Os dois partidos que compõem a coligação governamental já admitiram a necessidade de alterar a legislação. Com a democracia questionada, muitos apontam como responsável a influência do franquismo nos tribunais e a polémica lei "de proteção da segurança cidadã" conhecida como "lei mordaça" aprovada pelo Governo de Mariano Rajoy em 2015.

No caso do rapper catalão Pablo Hasél, nome artístico de Pablo Rivadullo Duró, a pena de nove meses de prisão deve-se à acusação de "exaltação do terrorismo" e "insulto à monarquia" nas redes sociais e também a letras das suas canções. A Audiência Nacional, um tribunal superior para crimes contra a família real, delitos de terrorismo e casos de narcotráfico, entre outros, confirmou a sentença e o músico decidiu não entrar voluntariamente na prisão.

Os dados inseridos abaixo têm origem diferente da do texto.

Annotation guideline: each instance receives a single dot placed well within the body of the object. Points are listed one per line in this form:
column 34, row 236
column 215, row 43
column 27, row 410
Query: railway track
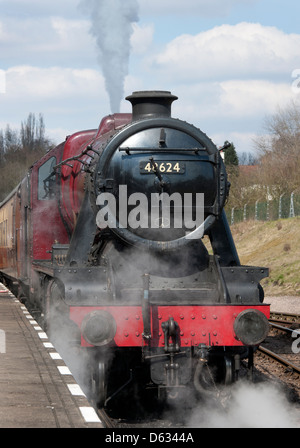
column 285, row 323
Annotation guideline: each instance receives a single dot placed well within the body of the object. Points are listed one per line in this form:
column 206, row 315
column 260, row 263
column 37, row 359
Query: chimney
column 151, row 104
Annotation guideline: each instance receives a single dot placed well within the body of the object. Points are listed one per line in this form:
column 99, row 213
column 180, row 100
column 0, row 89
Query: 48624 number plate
column 172, row 167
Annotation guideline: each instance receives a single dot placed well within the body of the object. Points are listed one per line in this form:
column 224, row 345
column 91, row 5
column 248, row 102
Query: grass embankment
column 276, row 245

Espanha condena músico por conteúdo das letras e publicações nas redes sociais
É o segundo músico condenado depois de Valtonyc, exilado na Bélgica depois de fugir de Espanha.

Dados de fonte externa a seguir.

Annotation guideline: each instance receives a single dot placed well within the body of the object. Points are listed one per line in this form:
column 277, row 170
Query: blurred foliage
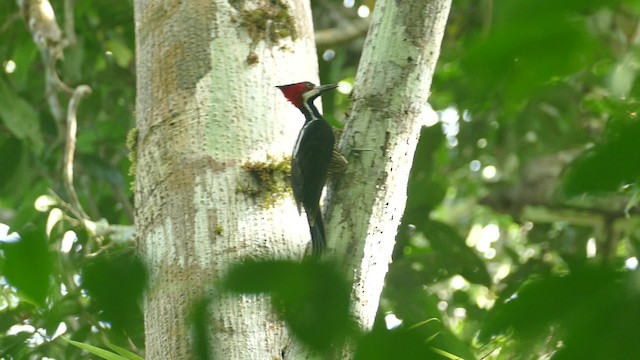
column 521, row 234
column 312, row 297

De acordo com a Audiência Nacional, a pena não foi suspensa uma vez que Pablo Hasél era reincidente e já havia uma sentença anterior cuja prisão foi evitada. O rapper tinha sido condenado em 2014 a uma pena suspensa de dois anos pelo conteúdo das letras das suas canções. Em várias das suas músicas, aborda questões sociais e políticas, defende o comunismo e elogia a ETA, os GRAPO e a Terra Lliure.

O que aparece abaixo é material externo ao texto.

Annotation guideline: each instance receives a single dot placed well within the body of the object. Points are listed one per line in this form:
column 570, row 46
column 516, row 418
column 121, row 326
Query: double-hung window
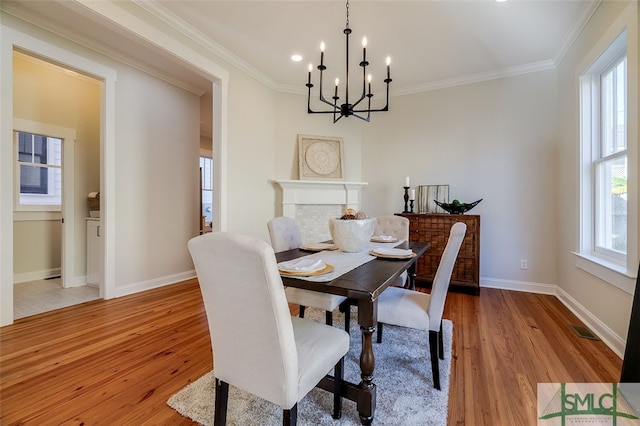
column 206, row 171
column 604, row 158
column 39, row 172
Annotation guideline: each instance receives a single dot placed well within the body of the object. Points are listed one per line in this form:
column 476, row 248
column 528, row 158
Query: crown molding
column 67, row 33
column 575, row 31
column 184, row 29
column 179, row 25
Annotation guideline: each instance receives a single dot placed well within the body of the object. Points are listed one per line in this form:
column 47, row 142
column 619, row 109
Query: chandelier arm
column 347, row 109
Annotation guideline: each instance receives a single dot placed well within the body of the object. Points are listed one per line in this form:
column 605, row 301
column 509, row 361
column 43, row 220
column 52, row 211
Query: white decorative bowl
column 352, row 235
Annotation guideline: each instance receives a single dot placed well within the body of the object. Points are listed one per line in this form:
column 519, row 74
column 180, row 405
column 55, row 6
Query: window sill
column 610, row 272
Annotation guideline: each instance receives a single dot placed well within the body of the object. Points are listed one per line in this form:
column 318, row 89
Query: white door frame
column 13, row 38
column 68, row 137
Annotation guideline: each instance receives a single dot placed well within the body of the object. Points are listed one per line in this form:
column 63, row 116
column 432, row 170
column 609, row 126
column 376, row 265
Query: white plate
column 318, row 246
column 384, row 239
column 391, row 253
column 301, row 265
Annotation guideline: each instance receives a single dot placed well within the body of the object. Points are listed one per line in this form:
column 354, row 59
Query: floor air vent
column 583, row 332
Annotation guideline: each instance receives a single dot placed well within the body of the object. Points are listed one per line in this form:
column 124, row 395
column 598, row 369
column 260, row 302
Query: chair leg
column 338, row 376
column 440, row 343
column 379, row 333
column 347, row 317
column 328, row 317
column 290, row 417
column 435, row 367
column 221, row 397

Em 2018, foi novamente julgado pelo mesmo crime e por insultar a monarquia e as forças de segurança. Embora tenha sido inicialmente condenado a dois anos de prisão, a Audiência Nacional reduziu a pena para nove meses de prisão, que o Supremo Tribunal ratificou em junho passado.

Tensão em várias cidades

Nas ruas, o ambiente aqueceu em várias cidades de Espanha. Sobretudo na Catalunha. Quinze detidos e 33 feridos foi o resultado dos protestos e da intervenção das autoridades. Em Vic, a esquadra policial ficou destruída. Em Barcelona, várias barricadas em fogo incendiaram uma noite tensa que durou até tarde. Também em Valência houve confrontos.

Para esta noite estão marcadas novas manifestações pela libertação daquele que já é considerado por muitos um preso político. Pablo Hasél é o único artista preso na União Europeia por delito de opinião mas não o único condenado. 

Também catalão, o rapper Valtonyc ouviu dos tribunais a sentença de três anos de prisão mas, um dia antes da data marcada para a entrada na prisão, fugiu do país e exilou-se na Bélgica, país onde também estão exilados vários políticos catalães perseguidos pelos tribunais espanhóis. Valtonyc foi o primeiro músico condenado a uma pena de prisão desde o fim da ditadura em Espanha.


Espanha condena músico por conteúdo das letras e publicações nas redes sociais
É o segundo músico condenado depois de Valtonyc, exilado na Bélgica depois de fugir de Espanha.

Espanha e França são os países que mais partidos proibiram desde 1945, de acordo com a contabilidade de um artigo publicado na European Constitucional Law Review em 2017, sob o título Mapping "Militant Democracy": Variation in Party Ban Practices in European Democracies (1945-2015).